The Google Doodle today is an animation of a famous study of horses in motion. The photographer, Eadweard J. Muybridge, is best known for this work. Muybridge was engaged by race horse owner and breeder Leland Stanford. Artists had depicted horses running with all four legs off the ground. Stamford, a californian business man and horse breeder, wanted proof of this locomotion. Muybridge deployed 24 cameras to take detailed film sequences capturing the motion of horses legs throughout the galloping cycle. He produced a film strip that showed the whole range of leg positions.

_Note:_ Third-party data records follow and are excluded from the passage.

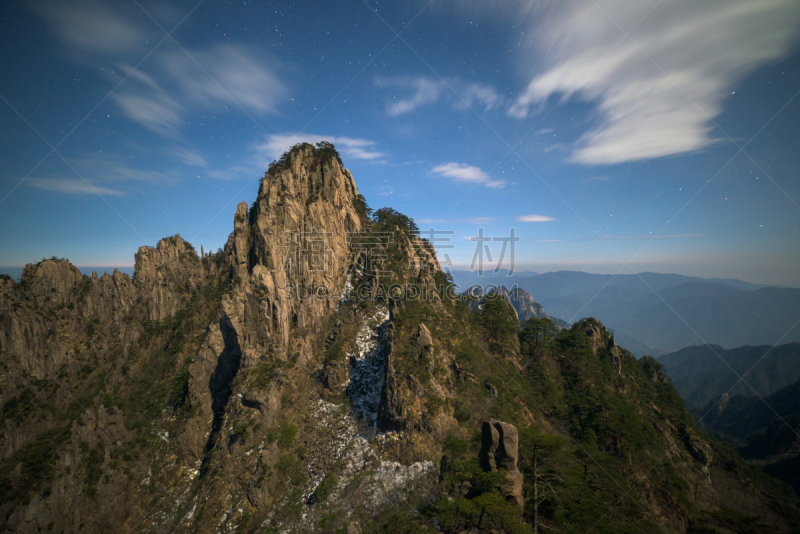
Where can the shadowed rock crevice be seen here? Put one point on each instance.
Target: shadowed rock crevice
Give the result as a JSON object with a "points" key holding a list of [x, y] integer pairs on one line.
{"points": [[220, 383]]}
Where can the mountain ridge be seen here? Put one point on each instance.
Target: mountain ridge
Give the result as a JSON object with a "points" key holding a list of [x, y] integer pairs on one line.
{"points": [[298, 380]]}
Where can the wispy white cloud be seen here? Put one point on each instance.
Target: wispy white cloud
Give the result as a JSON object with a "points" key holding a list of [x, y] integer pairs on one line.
{"points": [[143, 101], [162, 94], [232, 71], [461, 172], [350, 148], [425, 91], [534, 218], [650, 236], [186, 156], [164, 99], [704, 47], [91, 26], [71, 186]]}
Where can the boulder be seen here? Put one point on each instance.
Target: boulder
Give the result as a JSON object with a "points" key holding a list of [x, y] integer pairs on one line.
{"points": [[500, 451], [425, 338]]}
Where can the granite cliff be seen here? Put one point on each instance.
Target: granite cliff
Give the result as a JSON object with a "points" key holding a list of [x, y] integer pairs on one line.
{"points": [[320, 373]]}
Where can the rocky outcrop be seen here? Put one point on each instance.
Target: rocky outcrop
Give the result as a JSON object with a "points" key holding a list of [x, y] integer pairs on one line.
{"points": [[602, 342], [526, 306], [290, 253], [165, 273], [500, 452], [424, 335]]}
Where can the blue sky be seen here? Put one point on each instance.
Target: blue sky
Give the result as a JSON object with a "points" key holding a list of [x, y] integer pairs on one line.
{"points": [[660, 136]]}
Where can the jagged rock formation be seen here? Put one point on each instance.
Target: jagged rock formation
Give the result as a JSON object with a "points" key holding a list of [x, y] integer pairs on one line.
{"points": [[526, 306], [601, 341], [310, 376], [500, 451]]}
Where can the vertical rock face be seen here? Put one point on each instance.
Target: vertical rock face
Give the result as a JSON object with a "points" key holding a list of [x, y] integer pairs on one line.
{"points": [[291, 251], [602, 342], [166, 271], [500, 451], [525, 305]]}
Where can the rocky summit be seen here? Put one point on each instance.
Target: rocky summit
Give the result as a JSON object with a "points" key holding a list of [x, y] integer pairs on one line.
{"points": [[320, 373]]}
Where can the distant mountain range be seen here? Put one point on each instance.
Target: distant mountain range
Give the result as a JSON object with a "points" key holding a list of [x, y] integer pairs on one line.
{"points": [[761, 421], [701, 374], [762, 429], [686, 311]]}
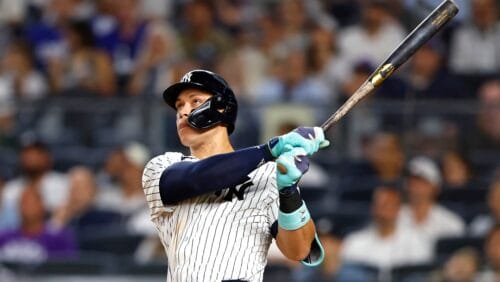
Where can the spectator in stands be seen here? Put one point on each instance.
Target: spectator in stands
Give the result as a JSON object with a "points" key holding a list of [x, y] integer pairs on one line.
{"points": [[484, 137], [427, 77], [385, 243], [462, 266], [81, 198], [34, 241], [457, 170], [45, 34], [36, 171], [8, 217], [326, 62], [200, 39], [293, 19], [114, 164], [384, 163], [479, 36], [125, 40], [154, 68], [423, 214], [492, 252], [294, 83], [86, 67], [128, 199], [374, 38], [483, 223]]}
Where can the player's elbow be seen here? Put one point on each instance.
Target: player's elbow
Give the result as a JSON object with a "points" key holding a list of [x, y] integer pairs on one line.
{"points": [[298, 253]]}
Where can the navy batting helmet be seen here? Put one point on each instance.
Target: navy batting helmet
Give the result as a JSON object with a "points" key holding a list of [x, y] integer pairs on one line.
{"points": [[209, 113]]}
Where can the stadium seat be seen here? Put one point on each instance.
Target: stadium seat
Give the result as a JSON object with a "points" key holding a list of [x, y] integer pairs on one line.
{"points": [[412, 273]]}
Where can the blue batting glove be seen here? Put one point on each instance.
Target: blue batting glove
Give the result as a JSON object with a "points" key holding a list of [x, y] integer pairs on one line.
{"points": [[311, 139], [296, 164]]}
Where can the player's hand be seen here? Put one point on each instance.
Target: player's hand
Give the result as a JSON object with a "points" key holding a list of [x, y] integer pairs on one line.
{"points": [[296, 163], [311, 139]]}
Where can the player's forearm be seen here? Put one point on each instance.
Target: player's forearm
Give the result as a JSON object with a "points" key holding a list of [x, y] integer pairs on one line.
{"points": [[184, 180], [296, 244]]}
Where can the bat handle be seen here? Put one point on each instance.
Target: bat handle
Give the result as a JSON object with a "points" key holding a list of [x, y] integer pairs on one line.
{"points": [[282, 169]]}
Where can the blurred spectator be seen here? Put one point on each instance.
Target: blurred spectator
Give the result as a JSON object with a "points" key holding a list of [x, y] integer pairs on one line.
{"points": [[423, 214], [128, 199], [200, 39], [86, 67], [34, 241], [19, 81], [108, 176], [153, 71], [329, 267], [492, 252], [479, 36], [374, 38], [157, 9], [8, 215], [81, 198], [13, 12], [483, 138], [481, 224], [427, 76], [36, 171], [294, 84], [45, 34], [293, 20], [124, 41], [385, 243], [462, 266], [457, 170], [384, 163], [327, 65]]}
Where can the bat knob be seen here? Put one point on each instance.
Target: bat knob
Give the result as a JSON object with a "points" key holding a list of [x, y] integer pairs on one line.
{"points": [[282, 169]]}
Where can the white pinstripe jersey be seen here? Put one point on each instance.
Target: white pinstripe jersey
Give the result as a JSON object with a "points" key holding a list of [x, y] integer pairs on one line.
{"points": [[217, 236]]}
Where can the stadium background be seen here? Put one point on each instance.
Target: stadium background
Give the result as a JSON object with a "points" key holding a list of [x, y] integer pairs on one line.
{"points": [[83, 78]]}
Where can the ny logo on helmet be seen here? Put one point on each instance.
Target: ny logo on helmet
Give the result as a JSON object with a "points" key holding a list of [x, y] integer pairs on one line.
{"points": [[186, 77]]}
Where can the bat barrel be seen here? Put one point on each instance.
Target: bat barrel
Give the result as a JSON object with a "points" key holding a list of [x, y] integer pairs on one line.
{"points": [[418, 37]]}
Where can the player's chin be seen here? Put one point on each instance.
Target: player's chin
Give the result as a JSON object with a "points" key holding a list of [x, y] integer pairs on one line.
{"points": [[187, 135]]}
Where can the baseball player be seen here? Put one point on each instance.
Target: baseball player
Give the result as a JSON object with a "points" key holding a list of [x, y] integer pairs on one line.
{"points": [[217, 210]]}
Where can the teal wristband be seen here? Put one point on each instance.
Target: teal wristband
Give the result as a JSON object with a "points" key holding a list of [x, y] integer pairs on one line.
{"points": [[295, 219]]}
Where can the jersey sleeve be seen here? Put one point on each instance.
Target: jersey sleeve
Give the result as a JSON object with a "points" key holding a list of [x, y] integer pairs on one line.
{"points": [[151, 180], [271, 202]]}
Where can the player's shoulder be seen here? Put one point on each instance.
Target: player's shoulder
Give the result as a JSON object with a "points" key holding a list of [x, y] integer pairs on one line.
{"points": [[267, 169], [166, 159]]}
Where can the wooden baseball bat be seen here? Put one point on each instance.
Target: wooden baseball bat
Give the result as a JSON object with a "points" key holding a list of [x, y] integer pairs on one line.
{"points": [[416, 39]]}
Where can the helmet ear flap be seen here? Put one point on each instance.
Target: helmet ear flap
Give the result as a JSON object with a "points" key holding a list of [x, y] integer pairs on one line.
{"points": [[219, 102]]}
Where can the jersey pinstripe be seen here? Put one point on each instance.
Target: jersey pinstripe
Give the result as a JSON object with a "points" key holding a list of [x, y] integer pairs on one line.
{"points": [[217, 236]]}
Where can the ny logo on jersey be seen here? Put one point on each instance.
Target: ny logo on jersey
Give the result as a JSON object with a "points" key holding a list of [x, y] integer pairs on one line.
{"points": [[234, 191]]}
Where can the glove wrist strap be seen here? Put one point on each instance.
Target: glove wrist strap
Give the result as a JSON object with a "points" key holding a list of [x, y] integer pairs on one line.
{"points": [[294, 220], [290, 199]]}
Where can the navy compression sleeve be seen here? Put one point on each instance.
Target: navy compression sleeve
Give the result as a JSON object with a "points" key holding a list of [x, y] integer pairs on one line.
{"points": [[184, 180]]}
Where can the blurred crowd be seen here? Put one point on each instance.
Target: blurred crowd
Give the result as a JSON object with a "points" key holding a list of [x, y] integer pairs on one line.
{"points": [[393, 192]]}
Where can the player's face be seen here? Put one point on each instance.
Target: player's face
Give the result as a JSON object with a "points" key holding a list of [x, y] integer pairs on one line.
{"points": [[187, 101]]}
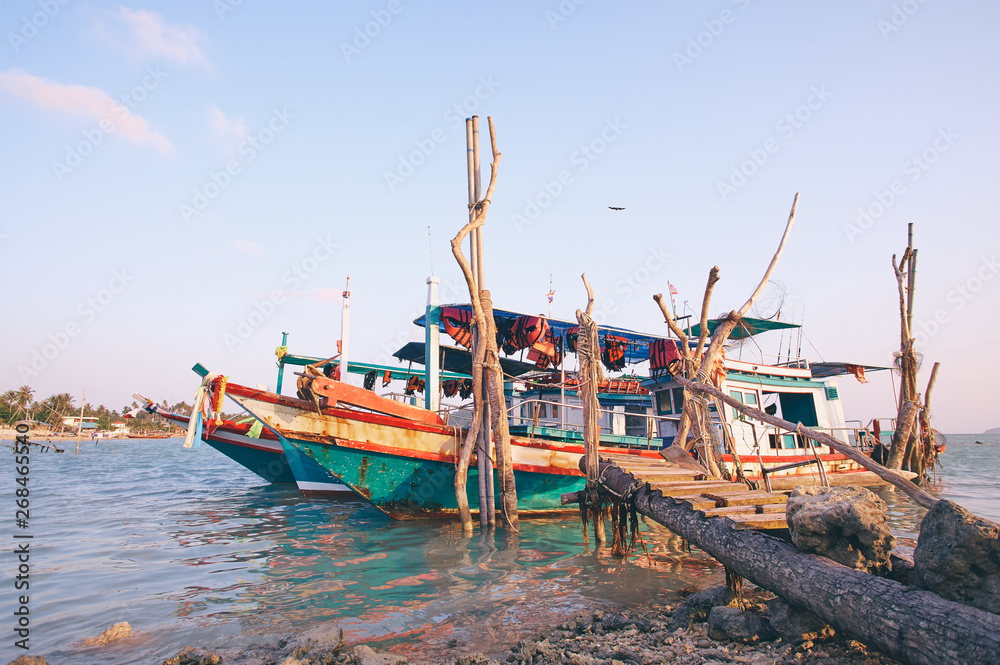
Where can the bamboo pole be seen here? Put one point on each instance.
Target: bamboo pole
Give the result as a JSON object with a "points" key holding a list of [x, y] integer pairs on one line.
{"points": [[918, 495], [488, 362], [713, 277], [79, 425], [588, 353]]}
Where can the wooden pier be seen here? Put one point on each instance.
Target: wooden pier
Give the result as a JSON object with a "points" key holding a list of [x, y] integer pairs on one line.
{"points": [[745, 508]]}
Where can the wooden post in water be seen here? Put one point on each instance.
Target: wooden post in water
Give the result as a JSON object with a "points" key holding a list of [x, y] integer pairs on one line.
{"points": [[910, 444], [484, 462], [486, 362], [281, 362], [588, 351], [79, 425]]}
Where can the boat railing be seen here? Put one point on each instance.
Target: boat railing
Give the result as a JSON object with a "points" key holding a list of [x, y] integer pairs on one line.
{"points": [[534, 421]]}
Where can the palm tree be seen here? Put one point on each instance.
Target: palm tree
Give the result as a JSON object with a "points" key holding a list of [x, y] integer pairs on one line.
{"points": [[58, 408], [8, 401], [23, 398]]}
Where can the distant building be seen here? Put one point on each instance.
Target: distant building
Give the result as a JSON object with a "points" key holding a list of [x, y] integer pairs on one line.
{"points": [[89, 422]]}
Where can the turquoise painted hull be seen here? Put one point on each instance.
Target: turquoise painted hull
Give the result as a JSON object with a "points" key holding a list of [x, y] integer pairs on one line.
{"points": [[311, 478], [413, 488], [270, 465]]}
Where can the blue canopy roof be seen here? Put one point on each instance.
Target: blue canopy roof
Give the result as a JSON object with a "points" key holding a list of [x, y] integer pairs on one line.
{"points": [[638, 342]]}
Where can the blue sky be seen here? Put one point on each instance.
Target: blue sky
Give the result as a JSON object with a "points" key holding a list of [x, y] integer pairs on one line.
{"points": [[269, 150]]}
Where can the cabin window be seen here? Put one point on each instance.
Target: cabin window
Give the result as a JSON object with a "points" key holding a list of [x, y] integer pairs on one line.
{"points": [[738, 396], [635, 420], [798, 408], [663, 404]]}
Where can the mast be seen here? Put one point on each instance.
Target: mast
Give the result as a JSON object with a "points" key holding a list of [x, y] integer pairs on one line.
{"points": [[345, 326], [432, 355]]}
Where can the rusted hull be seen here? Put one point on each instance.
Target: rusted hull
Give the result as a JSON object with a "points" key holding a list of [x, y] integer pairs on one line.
{"points": [[414, 488], [407, 468]]}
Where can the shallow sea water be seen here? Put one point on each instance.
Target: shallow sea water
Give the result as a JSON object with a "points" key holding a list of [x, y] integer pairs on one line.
{"points": [[190, 548]]}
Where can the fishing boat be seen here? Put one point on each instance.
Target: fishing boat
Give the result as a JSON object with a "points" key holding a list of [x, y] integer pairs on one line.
{"points": [[259, 450], [402, 457], [792, 389]]}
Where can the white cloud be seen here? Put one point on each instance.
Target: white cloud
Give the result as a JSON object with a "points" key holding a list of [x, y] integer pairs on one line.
{"points": [[144, 34], [83, 101], [223, 126]]}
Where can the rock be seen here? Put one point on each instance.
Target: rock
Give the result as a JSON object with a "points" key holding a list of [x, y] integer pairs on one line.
{"points": [[735, 624], [28, 660], [794, 625], [696, 607], [845, 524], [958, 557], [320, 645], [119, 631], [365, 655], [193, 656]]}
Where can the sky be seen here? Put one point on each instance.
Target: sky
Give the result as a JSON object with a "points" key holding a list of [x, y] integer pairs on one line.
{"points": [[185, 181]]}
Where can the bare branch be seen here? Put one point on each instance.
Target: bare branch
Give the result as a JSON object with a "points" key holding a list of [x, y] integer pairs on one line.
{"points": [[774, 261], [590, 295], [713, 277], [674, 328]]}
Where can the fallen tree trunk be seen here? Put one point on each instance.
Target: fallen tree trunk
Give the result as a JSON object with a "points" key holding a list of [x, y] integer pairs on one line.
{"points": [[912, 625]]}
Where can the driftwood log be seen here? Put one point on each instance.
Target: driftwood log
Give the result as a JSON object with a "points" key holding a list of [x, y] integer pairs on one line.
{"points": [[912, 625], [486, 363]]}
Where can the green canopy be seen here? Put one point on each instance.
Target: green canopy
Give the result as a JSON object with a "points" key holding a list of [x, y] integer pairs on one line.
{"points": [[748, 327]]}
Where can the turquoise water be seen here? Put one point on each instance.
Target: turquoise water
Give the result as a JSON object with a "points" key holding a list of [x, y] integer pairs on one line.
{"points": [[190, 548]]}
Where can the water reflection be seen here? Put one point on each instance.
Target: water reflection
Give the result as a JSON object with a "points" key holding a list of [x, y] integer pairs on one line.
{"points": [[190, 549]]}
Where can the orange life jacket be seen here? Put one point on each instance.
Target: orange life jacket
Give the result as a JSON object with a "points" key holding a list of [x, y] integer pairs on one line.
{"points": [[527, 330], [414, 384], [465, 390], [458, 324], [546, 352], [664, 354], [613, 352]]}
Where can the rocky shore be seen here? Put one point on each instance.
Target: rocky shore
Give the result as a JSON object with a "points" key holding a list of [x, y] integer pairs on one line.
{"points": [[711, 627]]}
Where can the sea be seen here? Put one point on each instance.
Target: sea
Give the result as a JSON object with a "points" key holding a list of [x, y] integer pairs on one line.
{"points": [[191, 549]]}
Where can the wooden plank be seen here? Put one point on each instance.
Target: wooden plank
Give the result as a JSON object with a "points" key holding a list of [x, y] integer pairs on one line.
{"points": [[660, 476], [774, 508], [683, 488], [767, 521], [749, 498], [729, 510], [696, 502]]}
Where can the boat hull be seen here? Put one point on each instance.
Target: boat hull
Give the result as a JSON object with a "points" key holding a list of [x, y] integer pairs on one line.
{"points": [[311, 478], [266, 457], [406, 487], [407, 468]]}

Muybridge did his work for Stamford in 1872. The sequence he produced proved that all four legs did indeed leave the ground at once. Artists had depicted the legs streched out to the front and behind when this happened. Muybridge showed that the legs were all tucked up under the body at the time they were all off the ground. The position is shown in the Google screen capture above in the first column.
Muybridge was born in Kingston on Thames, UK, on 9th April 1830. He later lived in the United States. While recouperating from a serious stage coach accident he became a committed photographer. He initially focused on landscapes establishing his career as a photographer. After his success with the horse film sequences he continued to investigate human and animal movement. His work was associated with academic papers and popular books. He died of a heart attack in 1904.
His work on the film sequences is widely regarded as a precursor to modern videography. Muybridge invented the zoopraxiscope during the course of his work on movement. The moving-sequence invention was one of the earliest attempts to animate film into moving pictures. His early popular insights into movement in film are said to have contributed to the later developments leading to motion pictures and eventually cinema.